The Mahalanobis distance measures the distance of a sample from the center of the distribution, considering feature covariance. Given a test sample x, its Mahalanobis distance to a group center

μ_{G_{i}}

is defined as:

D_{M} (x, G_{i}) = \sqrt{{(f - μ_{G_{i}})}^{T} Σ_{G_{i}}^{- 1} (f - μ_{G_{i}})}

(5)

where f represents the feature vector of the test sample x extracted by the model,

μ_{G_{i}}

is the mean feature vector of group

G_{i}

, and

Σ_{G_{i}}^{- 1}

is the inverse covariance matrix of the group. The OOD detection score is defined as the negative minimum Mahalanobis distance across all groups:

OOD Score (x) = - min_{i} D_{M} (x, G_{i})

(6)

A sample is classified as OOD if its score falls below a threshold

γ

, which is selected to ensure at least 95% in-distribution classification accuracy. To ensure the stability of Mahalanobis distance computation in high-dimensional settings, we adopt a dual strategy: (1) grouping similar classes to reduce the effective dimensionality of the feature space, and (2) applying Tikhonov regularization to the covariance matrices by adding a small multiple of the identity matrix. Specifically, the regularization parameter

λ

is empirically set to a small positive value (e.g.,

10^{- 3}

) after tuning on a validation set, balancing numerical stability and fidelity to the original covariance structure. This approach not only improves numerical robustness but also aligns with standard practices in high-dimensional statistical modeling, ensuring reliable inversion of covariance matrices without significantly distorting data distribution.

Threshold selection plays a crucial role in OOD detection. However, traditional OOD methods often lack adaptability. Figure 4b shows that different threshold selection strategies yield significantly different performance, even when applied to the same model. This inconsistency highlights the need for a model-specific threshold selection approach.

To address this, we propose an adaptive threshold selection strategy using KDE to determine an optimal threshold dynamically. KDE estimates the probability density function of OOD scores:

\hat{p} (x) = \frac{1}{n h} \sum_{i = 1}^{n} K (\frac{x - x_{i}}{h})

(7)

where

K (\cdot)

is a Gaussian kernel function, h is the bandwidth parameter controlling the smoothness, and

x_{i}

are the OOD scores obtained from the test set. Specifically, x represents a specific OOD score for which the density function is being estimated, and

x_{i}

denotes the set of all OOD scores used to estimate the probability density function

\hat{p} (x)

. This non-parametric method estimates the density by averaging contributions from each score, providing a smooth approximation of the score distribution.

The bandwidth h plays a crucial role in balancing bias and variance in the density estimate: a smaller bandwidth captures more local detail but may overfit noise, while a larger bandwidth results in a smoother but potentially oversimplified density.
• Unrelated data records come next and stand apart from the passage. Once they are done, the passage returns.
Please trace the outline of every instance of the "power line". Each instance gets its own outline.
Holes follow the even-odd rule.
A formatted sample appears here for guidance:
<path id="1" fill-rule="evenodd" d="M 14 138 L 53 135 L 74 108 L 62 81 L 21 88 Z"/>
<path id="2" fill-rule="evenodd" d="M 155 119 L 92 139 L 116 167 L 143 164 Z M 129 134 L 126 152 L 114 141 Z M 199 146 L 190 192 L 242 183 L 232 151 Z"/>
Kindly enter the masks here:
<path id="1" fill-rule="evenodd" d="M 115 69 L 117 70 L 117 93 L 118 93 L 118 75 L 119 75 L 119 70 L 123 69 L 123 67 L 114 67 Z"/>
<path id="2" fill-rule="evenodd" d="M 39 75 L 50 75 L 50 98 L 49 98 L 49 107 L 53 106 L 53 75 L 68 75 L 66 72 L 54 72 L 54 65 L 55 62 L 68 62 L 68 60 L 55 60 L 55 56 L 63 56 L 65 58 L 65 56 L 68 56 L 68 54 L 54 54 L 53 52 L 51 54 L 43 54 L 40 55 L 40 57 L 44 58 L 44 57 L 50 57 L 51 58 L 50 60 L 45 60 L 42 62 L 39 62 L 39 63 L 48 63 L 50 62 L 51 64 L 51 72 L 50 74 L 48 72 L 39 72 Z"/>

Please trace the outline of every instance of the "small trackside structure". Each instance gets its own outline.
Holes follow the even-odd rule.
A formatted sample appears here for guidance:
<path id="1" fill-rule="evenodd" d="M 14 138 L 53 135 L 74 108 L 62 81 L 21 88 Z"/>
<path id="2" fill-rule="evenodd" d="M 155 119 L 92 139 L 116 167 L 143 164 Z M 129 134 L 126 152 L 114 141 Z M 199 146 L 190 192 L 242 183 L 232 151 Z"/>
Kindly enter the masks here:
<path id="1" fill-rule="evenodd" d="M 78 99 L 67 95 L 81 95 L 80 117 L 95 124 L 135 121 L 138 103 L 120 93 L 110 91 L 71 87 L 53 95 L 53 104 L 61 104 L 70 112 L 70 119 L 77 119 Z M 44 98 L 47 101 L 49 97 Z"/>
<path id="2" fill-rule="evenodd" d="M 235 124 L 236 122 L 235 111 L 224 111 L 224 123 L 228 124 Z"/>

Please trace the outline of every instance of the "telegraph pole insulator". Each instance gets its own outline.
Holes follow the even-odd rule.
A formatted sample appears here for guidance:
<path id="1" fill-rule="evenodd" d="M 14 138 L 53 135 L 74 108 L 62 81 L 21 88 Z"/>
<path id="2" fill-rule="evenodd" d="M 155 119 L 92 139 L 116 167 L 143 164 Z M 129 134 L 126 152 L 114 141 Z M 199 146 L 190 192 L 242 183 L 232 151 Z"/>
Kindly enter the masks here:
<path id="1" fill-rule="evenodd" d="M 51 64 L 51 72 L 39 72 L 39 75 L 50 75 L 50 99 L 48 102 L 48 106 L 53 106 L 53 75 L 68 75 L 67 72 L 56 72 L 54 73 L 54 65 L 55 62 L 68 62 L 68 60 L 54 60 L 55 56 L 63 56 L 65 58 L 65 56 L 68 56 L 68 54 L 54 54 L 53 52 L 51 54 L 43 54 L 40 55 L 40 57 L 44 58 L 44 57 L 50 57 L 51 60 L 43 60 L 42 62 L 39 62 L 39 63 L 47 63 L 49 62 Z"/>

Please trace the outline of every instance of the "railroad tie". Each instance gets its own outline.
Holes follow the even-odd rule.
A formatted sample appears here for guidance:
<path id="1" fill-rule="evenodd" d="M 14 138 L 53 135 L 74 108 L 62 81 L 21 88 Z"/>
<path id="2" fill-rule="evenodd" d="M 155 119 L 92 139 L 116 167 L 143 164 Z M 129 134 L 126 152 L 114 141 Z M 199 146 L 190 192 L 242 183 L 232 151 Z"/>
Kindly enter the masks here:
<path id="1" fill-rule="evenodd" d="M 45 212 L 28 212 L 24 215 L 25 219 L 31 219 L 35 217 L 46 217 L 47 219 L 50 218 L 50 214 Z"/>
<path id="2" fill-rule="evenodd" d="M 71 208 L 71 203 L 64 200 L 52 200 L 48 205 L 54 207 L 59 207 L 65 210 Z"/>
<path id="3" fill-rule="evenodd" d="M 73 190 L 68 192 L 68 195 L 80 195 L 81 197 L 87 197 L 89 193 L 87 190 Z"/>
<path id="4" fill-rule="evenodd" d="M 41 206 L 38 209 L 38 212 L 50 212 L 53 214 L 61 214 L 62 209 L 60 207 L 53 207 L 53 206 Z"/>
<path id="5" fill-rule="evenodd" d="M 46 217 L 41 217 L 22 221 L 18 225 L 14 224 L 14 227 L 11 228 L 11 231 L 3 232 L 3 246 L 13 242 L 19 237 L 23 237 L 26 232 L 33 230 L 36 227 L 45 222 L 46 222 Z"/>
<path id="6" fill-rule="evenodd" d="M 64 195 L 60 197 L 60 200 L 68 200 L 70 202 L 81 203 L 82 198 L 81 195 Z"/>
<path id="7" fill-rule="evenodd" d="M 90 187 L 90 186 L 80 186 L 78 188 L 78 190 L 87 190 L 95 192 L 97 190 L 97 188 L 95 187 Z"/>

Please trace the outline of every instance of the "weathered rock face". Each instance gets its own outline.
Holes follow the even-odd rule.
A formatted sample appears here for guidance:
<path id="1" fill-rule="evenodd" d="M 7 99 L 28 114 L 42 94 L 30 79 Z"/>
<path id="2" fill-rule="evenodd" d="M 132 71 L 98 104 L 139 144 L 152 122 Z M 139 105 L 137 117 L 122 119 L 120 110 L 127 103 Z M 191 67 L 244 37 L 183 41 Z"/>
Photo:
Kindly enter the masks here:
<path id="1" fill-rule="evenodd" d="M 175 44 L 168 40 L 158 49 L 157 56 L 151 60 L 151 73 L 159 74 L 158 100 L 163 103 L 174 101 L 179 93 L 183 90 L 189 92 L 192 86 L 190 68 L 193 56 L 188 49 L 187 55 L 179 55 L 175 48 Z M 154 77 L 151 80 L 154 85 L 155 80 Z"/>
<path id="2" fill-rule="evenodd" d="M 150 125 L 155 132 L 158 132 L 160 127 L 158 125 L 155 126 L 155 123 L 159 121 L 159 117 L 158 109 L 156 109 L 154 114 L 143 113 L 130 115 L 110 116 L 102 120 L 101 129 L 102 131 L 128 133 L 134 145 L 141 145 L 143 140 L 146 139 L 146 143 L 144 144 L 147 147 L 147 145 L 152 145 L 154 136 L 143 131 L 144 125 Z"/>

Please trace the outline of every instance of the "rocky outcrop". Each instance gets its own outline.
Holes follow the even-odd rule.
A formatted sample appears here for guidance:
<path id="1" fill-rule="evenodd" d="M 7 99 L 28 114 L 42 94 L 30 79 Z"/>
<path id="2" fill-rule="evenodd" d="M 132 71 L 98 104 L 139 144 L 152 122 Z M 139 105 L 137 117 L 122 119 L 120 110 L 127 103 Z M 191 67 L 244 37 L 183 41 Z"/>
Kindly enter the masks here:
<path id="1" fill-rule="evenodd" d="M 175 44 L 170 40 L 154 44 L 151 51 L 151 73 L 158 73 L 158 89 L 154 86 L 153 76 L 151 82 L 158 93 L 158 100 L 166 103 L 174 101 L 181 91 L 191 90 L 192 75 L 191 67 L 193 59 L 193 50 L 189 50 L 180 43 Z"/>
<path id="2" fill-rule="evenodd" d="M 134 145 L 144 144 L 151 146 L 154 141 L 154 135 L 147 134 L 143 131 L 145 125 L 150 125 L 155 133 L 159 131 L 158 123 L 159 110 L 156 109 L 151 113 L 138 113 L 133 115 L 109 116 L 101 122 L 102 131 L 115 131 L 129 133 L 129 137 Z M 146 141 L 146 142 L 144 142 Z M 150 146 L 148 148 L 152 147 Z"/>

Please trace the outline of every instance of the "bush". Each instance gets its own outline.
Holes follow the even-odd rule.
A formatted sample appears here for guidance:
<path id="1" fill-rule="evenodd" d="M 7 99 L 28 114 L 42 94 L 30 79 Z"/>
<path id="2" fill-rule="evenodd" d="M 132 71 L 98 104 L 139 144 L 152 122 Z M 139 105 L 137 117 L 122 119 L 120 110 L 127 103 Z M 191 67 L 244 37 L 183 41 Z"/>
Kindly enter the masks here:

To adaptively select an appropriate bandwidth for each dataset, we employ Scott’s rule, which calculates h based on the number of samples n, the data dimensionality d, and the standard deviation

σ

of the scores, according to

h = σ \cdot n^{- \frac{1}{d + 4}} .

This automatic bandwidth selection ensures that the KDE thresholding remains stable and reliable across different test sets with varying score distributions, eliminating the need for manual tuning.

The threshold is selected at the first significant inflection point in the density curve, where it exhibits a sharp decline, marking the transition between ID and OOD samples. This inflection point represents the greatest change in the kernel density estimate, effectively distinguishing between ID and OOD samples. It is particularly effective because the OOD scores of ID samples are often tightly clustered and exhibit a near-normal distribution. This clustering creates a distinct transition at the first inflection point, where the density sharply drops, establishing a natural decision boundary. By selecting this point as the threshold, we minimize the risk of misclassifying ID samples as OOD or vice versa.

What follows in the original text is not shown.